Tuesday, September 7, 2010

Who Said There Had To Be A Point to the Story?


We all have our own stories: how we got here, who we are, who we want to be. For each of us it is a unique journey and for some it is an easier one than others.

I was born into a family as the second child. My parents did the best they knew how, but my mom struggled. With parenting, with who she was, with giving love since she didn't get the love she thought she deserved when she was a child. There are days I wallow more in what could have been than others. She died five years ago of breast cancer. I had hoped that there would be a chance for a closeness, a change in outlook, but there wasn't. So that's a card in my deck, and one that is my problem. But I can see the effects of that card as I raise my girls.

My children have come to our family through adoption. Someone made a decision to not parent them, for whatever reason, and they have a different deck of cards to play. My youngest feels the loss with her heart and soul. It is woven in the very fabric of her being. She is always testing to make sure love is readily available and we do our best to meet her where she needs to be. But somedays, it's hard. I look at that card in my deck and wonder why she should get what I didn't. Here I am sounding like a selfish three year old.
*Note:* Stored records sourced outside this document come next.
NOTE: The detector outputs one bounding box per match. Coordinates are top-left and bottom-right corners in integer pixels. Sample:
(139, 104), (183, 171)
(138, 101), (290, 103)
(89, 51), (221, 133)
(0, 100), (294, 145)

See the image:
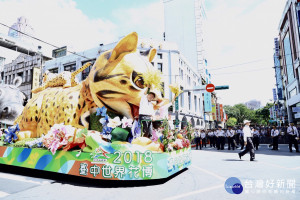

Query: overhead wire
(0, 22), (91, 60)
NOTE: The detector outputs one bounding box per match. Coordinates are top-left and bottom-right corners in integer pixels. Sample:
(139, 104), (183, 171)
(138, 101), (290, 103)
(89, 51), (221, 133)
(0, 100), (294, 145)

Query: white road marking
(191, 165), (226, 181)
(0, 191), (10, 198)
(259, 161), (300, 170)
(0, 172), (50, 185)
(164, 184), (224, 200)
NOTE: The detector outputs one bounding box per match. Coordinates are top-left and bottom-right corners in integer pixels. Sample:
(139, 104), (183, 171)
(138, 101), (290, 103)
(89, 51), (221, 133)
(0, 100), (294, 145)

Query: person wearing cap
(194, 127), (201, 150)
(238, 120), (255, 161)
(237, 127), (245, 150)
(139, 89), (156, 138)
(253, 127), (259, 150)
(226, 126), (234, 150)
(271, 126), (279, 150)
(213, 129), (217, 148)
(287, 123), (299, 152)
(200, 129), (206, 148)
(207, 129), (215, 147)
(216, 126), (225, 150)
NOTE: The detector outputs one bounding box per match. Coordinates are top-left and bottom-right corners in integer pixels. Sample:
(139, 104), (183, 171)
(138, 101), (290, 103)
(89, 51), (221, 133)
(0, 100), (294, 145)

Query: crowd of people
(194, 123), (300, 152)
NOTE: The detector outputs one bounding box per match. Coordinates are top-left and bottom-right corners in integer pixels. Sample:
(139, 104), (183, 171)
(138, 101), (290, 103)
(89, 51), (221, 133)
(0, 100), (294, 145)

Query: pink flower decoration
(122, 117), (133, 128)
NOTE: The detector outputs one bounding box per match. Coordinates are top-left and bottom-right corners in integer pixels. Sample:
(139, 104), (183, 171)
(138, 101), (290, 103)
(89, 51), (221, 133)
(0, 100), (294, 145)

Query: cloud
(112, 2), (164, 40)
(205, 0), (286, 105)
(0, 0), (164, 63)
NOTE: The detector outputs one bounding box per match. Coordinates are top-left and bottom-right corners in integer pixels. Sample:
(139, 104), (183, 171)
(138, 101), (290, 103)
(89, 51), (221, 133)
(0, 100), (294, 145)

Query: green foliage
(227, 117), (237, 126)
(89, 112), (102, 132)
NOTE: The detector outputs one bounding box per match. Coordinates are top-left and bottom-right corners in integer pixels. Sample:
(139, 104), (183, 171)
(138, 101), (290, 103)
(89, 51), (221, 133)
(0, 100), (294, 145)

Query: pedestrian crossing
(0, 172), (53, 199)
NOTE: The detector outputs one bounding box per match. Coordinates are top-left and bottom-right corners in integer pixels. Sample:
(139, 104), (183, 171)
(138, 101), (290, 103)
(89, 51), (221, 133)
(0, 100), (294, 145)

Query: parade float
(0, 33), (191, 180)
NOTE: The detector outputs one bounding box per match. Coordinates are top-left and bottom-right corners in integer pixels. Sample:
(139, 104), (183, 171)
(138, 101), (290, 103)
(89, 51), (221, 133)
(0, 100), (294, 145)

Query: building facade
(2, 54), (50, 99)
(245, 100), (261, 110)
(43, 39), (205, 128)
(278, 0), (300, 123)
(163, 0), (206, 77)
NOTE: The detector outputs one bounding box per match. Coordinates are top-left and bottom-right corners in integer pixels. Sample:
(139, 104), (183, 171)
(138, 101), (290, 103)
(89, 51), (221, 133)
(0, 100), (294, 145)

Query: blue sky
(74, 0), (160, 22)
(0, 0), (286, 105)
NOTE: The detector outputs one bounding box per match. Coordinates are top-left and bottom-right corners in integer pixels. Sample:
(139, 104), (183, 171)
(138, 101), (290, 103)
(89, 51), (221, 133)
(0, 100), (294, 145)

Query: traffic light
(215, 85), (229, 90)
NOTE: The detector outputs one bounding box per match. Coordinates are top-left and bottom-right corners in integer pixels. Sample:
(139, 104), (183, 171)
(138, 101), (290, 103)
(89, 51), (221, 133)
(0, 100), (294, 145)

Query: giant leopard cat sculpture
(15, 32), (167, 137)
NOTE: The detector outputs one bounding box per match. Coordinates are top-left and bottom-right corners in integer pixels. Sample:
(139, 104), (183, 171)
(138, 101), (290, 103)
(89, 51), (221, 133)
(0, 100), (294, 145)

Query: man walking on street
(194, 128), (201, 150)
(216, 126), (225, 150)
(226, 126), (234, 150)
(208, 129), (215, 147)
(200, 130), (206, 148)
(287, 123), (299, 152)
(271, 126), (279, 150)
(238, 120), (255, 161)
(253, 128), (259, 150)
(238, 127), (245, 150)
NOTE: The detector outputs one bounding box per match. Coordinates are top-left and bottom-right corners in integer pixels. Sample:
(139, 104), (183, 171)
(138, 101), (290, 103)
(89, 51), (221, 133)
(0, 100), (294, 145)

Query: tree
(227, 117), (237, 126)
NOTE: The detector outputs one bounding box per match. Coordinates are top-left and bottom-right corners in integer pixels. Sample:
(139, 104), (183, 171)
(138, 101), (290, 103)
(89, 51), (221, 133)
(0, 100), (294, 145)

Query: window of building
(24, 71), (28, 83)
(64, 63), (76, 72)
(290, 88), (297, 98)
(199, 98), (201, 113)
(283, 31), (295, 83)
(81, 60), (96, 81)
(188, 92), (192, 110)
(17, 72), (25, 82)
(157, 63), (163, 72)
(194, 95), (198, 112)
(27, 69), (33, 82)
(157, 53), (162, 59)
(179, 69), (183, 80)
(180, 87), (184, 108)
(49, 68), (58, 74)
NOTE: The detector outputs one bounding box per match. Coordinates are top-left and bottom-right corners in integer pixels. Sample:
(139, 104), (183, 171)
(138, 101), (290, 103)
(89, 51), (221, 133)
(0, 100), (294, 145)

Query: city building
(163, 0), (206, 77)
(43, 39), (205, 128)
(2, 54), (51, 99)
(0, 56), (5, 80)
(245, 100), (261, 110)
(275, 0), (300, 123)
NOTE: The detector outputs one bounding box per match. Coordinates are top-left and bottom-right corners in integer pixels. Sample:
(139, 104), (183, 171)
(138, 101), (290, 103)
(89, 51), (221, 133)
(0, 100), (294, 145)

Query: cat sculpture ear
(108, 32), (138, 62)
(148, 49), (157, 62)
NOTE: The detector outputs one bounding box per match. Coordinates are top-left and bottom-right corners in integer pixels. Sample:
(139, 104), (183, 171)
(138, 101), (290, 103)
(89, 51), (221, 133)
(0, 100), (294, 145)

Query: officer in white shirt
(271, 126), (279, 150)
(216, 126), (225, 150)
(200, 130), (206, 148)
(213, 129), (218, 148)
(253, 128), (259, 150)
(194, 127), (201, 150)
(287, 123), (299, 152)
(226, 126), (235, 150)
(207, 129), (215, 147)
(238, 120), (255, 161)
(139, 89), (155, 138)
(238, 127), (245, 150)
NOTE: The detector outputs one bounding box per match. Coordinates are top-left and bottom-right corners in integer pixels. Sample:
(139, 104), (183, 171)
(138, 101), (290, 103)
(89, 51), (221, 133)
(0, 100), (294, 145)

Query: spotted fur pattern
(15, 33), (166, 137)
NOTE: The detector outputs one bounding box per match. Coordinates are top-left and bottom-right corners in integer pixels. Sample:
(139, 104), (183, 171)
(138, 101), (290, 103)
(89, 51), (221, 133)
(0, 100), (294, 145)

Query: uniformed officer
(216, 126), (225, 150)
(238, 120), (255, 161)
(194, 127), (201, 150)
(226, 126), (235, 150)
(238, 127), (245, 150)
(200, 130), (206, 148)
(287, 123), (299, 152)
(271, 126), (279, 150)
(208, 129), (215, 147)
(253, 128), (259, 150)
(213, 129), (218, 148)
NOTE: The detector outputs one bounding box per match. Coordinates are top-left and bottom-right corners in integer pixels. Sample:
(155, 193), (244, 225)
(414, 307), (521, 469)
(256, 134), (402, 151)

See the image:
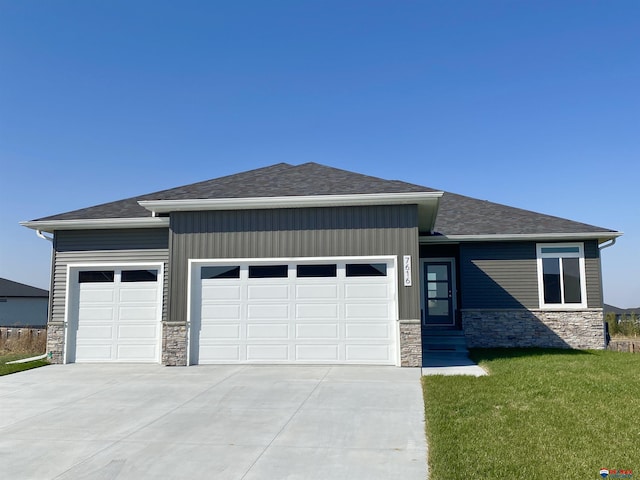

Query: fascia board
(138, 192), (444, 213)
(420, 232), (623, 243)
(20, 217), (169, 233)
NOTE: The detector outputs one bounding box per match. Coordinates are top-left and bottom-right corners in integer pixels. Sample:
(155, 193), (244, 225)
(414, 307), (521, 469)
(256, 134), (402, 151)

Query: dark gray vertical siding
(169, 205), (420, 321)
(584, 240), (603, 308)
(49, 228), (169, 322)
(460, 240), (602, 309)
(460, 242), (539, 308)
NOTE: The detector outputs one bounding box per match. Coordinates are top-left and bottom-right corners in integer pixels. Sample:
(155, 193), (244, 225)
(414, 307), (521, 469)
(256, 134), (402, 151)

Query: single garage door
(67, 267), (162, 363)
(191, 257), (397, 365)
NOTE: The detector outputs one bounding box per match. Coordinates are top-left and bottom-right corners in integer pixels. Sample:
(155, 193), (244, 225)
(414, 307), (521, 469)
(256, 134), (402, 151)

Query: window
(297, 264), (338, 278)
(346, 263), (387, 277)
(120, 270), (158, 282)
(78, 270), (114, 283)
(537, 243), (587, 308)
(200, 266), (240, 280)
(249, 265), (289, 278)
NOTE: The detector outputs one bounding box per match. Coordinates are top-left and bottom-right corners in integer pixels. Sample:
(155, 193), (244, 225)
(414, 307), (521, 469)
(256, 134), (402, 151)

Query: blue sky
(0, 0), (640, 307)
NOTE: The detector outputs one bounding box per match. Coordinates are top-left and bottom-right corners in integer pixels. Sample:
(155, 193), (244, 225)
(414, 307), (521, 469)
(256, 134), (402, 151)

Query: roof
(0, 278), (49, 298)
(35, 163), (437, 221)
(24, 163), (620, 241)
(434, 192), (617, 236)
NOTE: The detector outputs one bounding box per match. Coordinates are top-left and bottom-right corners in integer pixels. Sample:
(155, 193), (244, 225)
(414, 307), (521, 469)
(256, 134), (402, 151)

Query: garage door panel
(118, 324), (158, 342)
(247, 284), (289, 300)
(78, 306), (113, 322)
(202, 304), (241, 321)
(118, 286), (158, 303)
(78, 283), (114, 304)
(344, 279), (389, 300)
(76, 324), (113, 343)
(296, 345), (339, 362)
(296, 323), (339, 340)
(345, 303), (389, 320)
(118, 305), (158, 322)
(247, 303), (289, 320)
(345, 345), (391, 363)
(295, 284), (338, 300)
(117, 343), (156, 363)
(345, 323), (391, 340)
(68, 267), (162, 362)
(200, 324), (240, 340)
(247, 344), (289, 362)
(200, 345), (240, 363)
(202, 280), (241, 302)
(296, 303), (339, 320)
(76, 345), (112, 362)
(247, 323), (289, 340)
(191, 259), (397, 365)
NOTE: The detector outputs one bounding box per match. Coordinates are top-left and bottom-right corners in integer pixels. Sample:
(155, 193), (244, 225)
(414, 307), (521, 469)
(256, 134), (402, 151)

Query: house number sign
(403, 255), (411, 287)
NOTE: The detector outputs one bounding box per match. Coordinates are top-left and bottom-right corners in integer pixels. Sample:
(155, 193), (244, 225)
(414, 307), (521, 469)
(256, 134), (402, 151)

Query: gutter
(598, 237), (617, 251)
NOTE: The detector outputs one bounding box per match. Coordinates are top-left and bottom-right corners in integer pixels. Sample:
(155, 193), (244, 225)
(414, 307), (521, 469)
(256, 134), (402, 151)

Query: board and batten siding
(49, 228), (169, 322)
(460, 241), (602, 309)
(169, 205), (420, 321)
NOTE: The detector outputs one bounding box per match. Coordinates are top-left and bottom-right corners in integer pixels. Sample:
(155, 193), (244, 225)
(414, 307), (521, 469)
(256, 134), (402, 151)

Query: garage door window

I know in my mind that I am lucky to be able to do for someone what another wasn't able to do for me. But my heart still has a hole in it for what I lost. Not unlike the hole she has for what she lost. Perhaps, together we can work to mitigate the loss. Not replace it, but get our arms around it, embrace it and walk forward together.

So what's my point? Don't really have one except to document the moment and hope that in the sharing it makes someone else think about their deck of cards and how it impacts those around them.

1 comment:

  1. Lovely post. I love your to the bone honesty, and yes, your words and story do send me thinking deep, and renew my resolve to always be open to seeing and hearing from many perspectives.